Condemnation of April’s report also came from the director of Operation Black Vote, Lord Simon Woolley who said: “This new report is in direct contradiction of the ‘divisive and dishonest’ Sewell report that recently suggested there is no systemic racism in the UK.”

The Black Lives Matter protests in 2020 highlighted the urgent need to address glaring racial disparities in Black, Asian and minority ethnic groups in the enjoyment of economic, civil, and political rights. In England, these protests were set against the backdrop of the Windrush scandal of 2018 and came in the midst of the COVID-19 crisis. A crisis that disproportionately impacted Black, Asian and minority ethnic groups. It is estimated that had the white population experienced the same risk of death from Covid-19 as Black, Asian and minority ethnic groups, there would have been 58,000 additional deaths between March-May 2020.

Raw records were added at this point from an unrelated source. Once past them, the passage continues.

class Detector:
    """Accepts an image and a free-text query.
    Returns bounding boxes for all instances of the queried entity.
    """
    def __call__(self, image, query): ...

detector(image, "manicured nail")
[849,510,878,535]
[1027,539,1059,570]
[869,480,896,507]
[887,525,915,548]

It wasn’t just poorer health outcomes that COVID-19 brought to Black, Asian and minority ethnic societies.

During the pandemic east and southeast Asian (ESEA) communities faced soaring racially aggravated violence and discrimination, mainly due to the virus being inextricably linked with China.

Labour MP Sarah Owen, who is Malaysian Chinese told the Commons in October last year: “An undercurrent of anti-Asian racism has plagued this country well before this pandemic started, but now the lid has been lifted and the far right have wrongly been given legitimacy to air their derision, violence and hatred.”

The Runnymede Trust say the report finds the government in breach of numerous articles of ICERD and that the government has failed to uphold and protect Black, Asian and minority ethnic   communities’ enjoyment of economic, civil, social and political rights.

In defending the government, a spokesperson said that since its last ICERD report in 2015 the government had “made significant progress”. The spokesperson added: “The Runnymede Trust’s report contains many errors and is too simplistic in saying that structural or systematic racism is driving all the disparities outlined in their report”.

Despite reassurances from Whitehall the report authors suggest that the government need to urgently develop and implement a strategy to eliminate racial discrimination and advance race equality across all policy areas.

Additionally, in light of the low ‘success’ rate of stop and search, weighed against the negative impact on community trust in the police, the report implores the government to repeal the act that allows stop and search to take place.

With the upcoming government legislation, including the Electoral Integrity Bill, the Police, Crime, Sentencing and Courts Bill and the New Immigration Plan time, will tell if the report authors are correct when they say these could pose a “significant threat to ethnic minorities’ rights” are correct.